An additional hurdle is that you will probably need the approval of your FERPA specialist in addition to IRB approval, as FERPA is very concerned with the sharing of private student information. Our FERPA guy is in our registrar's office.
As you can see, I'm being a bit vague. Every institution interprets the human subjects regulations a bit differently, and sometimes schools are relaxed... and sometimes they are not.
So, it's doable, but not at all trivial. If you still want to move ahead, I recommend you call your institution's IRB office and say you are considering education research and would like to meet with an analyst. And the first question to ask the analyst is, "who else on this campus has ever done education research?" and get the real skinny from that research group.

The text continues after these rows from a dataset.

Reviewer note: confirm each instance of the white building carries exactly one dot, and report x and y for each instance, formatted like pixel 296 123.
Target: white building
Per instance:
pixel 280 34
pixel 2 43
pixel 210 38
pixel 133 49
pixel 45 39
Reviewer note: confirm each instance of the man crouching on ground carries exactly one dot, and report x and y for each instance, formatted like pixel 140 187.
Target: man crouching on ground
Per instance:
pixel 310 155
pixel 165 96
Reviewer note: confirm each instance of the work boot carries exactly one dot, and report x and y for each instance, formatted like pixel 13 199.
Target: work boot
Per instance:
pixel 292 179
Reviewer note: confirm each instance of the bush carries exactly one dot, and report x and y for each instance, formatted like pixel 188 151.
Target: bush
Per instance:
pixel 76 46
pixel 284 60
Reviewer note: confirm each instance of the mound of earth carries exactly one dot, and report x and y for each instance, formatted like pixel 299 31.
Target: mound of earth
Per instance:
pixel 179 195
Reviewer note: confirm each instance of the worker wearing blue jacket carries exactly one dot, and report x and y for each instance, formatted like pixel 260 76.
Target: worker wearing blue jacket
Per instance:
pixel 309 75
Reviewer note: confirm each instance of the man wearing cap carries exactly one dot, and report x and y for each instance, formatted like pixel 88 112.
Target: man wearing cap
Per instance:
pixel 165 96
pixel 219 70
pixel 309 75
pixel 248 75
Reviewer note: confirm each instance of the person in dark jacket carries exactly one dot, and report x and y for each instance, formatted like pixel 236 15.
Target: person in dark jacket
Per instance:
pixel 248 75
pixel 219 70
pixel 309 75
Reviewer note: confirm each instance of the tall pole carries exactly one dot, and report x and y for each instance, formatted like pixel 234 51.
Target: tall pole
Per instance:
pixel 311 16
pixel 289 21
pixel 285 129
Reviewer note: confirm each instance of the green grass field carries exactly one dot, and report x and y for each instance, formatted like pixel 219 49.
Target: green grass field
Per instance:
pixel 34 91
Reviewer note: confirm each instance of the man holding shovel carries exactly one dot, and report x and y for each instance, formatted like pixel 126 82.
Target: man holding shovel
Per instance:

Then, the basic steps will be:
- Design the experiment, do a lit review, write up the IRB proposal and study information sheet
- Send the proposal and SIS to the IRB analyst, and they will help you make changes
- Send the proposal and SIS to the FERPA specialist and they will send an approval letter to IRB (in a month?)
- Wait for the IRB subcommittee to approve the proposal (another month?)
- Post the study information sheet on the class website, and get another grad student or postdoc to be the "safe" researcher that students can contact to opt out. This researcher will make a short announcement on the first day of class.
- Teach using your fabulous new technique
- Ask the registrar for grades for previous years (if you've worked this out)
- Do analysis, write it up, present it. Fair warning - most of the time we find that the first try is the beta test, and the SECOND try generates better results.